The Times feels it’s important to get its voice into people’s deliberations now, though its coverage has laid out clearly that it does not want former Vice President Joe Biden, Senator Bernie Sanders or Mayor Pete Buttigieg to be the nominee. It will at least lay its slant bare for all to see earlier on, though it was shamelessly shilling for Hillary Clinton long before the first ballot was cast in 2016.

So, the Times invited those candidates it judged viable to come in and interview completely on the record with its pompous editorial board to be part of “The Choice,” as if it were some drama people were going to follow like “Game of Thrones.” To their credit, Michael Bloomberg, Julian Castro and Tulsi Gabbard declined to kiss the ring of the Times and sit for the chance to be the window dressing on the editorial board’s tribute to itself.  
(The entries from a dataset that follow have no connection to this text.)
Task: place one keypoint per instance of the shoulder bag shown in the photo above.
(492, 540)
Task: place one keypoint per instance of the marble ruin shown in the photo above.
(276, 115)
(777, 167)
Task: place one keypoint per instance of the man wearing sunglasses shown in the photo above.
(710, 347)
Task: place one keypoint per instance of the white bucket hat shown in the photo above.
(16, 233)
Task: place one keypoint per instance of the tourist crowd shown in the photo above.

The weekend edition pullout of printed excerpts had an entire page dedicated to profile photos and titles of the editorial board, even noting with an asterisk someone special who is not normally a member but joined the board just for the important task of endorsing a Democrat before anyone even votes.
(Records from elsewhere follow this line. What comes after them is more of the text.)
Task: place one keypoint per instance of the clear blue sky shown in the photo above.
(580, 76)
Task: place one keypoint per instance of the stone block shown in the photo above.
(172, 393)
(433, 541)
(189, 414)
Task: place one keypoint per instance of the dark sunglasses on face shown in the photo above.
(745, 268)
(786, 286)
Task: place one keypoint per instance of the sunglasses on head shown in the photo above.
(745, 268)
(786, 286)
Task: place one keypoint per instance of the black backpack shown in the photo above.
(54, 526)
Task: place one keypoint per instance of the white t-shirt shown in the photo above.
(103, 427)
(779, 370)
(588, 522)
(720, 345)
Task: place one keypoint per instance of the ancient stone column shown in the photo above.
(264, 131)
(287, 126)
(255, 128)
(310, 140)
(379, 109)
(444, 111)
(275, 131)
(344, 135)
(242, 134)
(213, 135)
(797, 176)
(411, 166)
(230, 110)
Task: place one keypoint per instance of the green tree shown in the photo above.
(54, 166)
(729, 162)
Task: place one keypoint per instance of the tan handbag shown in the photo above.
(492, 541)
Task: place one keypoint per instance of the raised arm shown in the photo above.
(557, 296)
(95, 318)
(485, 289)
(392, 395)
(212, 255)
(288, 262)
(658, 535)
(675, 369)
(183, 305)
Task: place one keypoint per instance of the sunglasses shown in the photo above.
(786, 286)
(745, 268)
We’re supposed to be wowed at the brilliance of these professionals, who spent hours mugging for the cameras they invited into their boardroom because they think the American voters give a rat’s ass about what they think. And with all their brilliance and well-publicized rumination over this important endorsement, they couldn’t even decide on a single candidate to endorse!
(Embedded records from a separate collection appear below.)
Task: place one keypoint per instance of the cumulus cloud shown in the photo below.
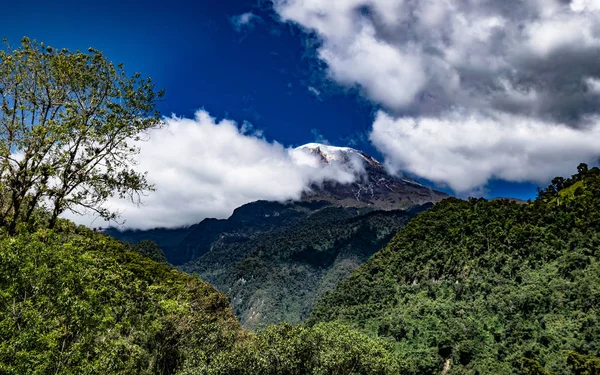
(491, 85)
(466, 150)
(205, 168)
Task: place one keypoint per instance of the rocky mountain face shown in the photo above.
(374, 187)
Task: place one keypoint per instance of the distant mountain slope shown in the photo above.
(278, 275)
(374, 187)
(182, 245)
(477, 287)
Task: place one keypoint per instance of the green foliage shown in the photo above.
(583, 365)
(68, 126)
(80, 303)
(276, 276)
(324, 349)
(149, 249)
(486, 286)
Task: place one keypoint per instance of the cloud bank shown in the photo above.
(244, 21)
(203, 168)
(495, 89)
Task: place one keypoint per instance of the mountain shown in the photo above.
(374, 186)
(278, 275)
(486, 287)
(275, 259)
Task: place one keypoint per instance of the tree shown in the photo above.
(69, 125)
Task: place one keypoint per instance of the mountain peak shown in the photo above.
(375, 187)
(330, 153)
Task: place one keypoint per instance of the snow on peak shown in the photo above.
(329, 153)
(338, 154)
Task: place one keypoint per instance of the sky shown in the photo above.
(482, 98)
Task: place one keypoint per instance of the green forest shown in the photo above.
(466, 287)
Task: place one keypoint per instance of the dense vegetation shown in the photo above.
(76, 302)
(275, 276)
(486, 287)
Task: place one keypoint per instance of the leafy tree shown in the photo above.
(68, 126)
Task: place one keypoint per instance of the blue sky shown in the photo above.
(267, 73)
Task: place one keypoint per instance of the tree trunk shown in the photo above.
(55, 213)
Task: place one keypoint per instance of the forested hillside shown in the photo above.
(276, 276)
(486, 287)
(76, 302)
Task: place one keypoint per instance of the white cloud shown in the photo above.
(242, 21)
(465, 150)
(593, 84)
(204, 168)
(471, 90)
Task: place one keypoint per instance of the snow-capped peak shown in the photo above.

They Gray Lady was too busy looking at herself in the mirror to choose only one candidate, endorsing both Senator Amy Klobuchar of Minnesota and Senator Elizabeth Warren of Massachusetts.

“In a break with convention, the editorial board has chosen to endorse two separate Democratic candidates for president,” the Times tells us in its blacked-out opinion page heading made somber for this special occasion.

The Times should have done the extra work and picked one of the candidates. They did do voters a service by giving Senator Klobuchar recognition; her campaign has so far failed to attract support that her accomplishments merit. And the Times is right to credit Warren with being policy-focused and experienced in multiple levels of Washington leadership.

Both Senators Klobuchar and Warren are serious candidates with real ideas and qualifications. The Times insults both with its overwrought half-endorsement that will serve to alienate them from the voters the need to reach most.

New York, like the rest of the country, is in for a long slog through a partisan election year. We can do without the self-congratulatory fluff the Times has subjected us to.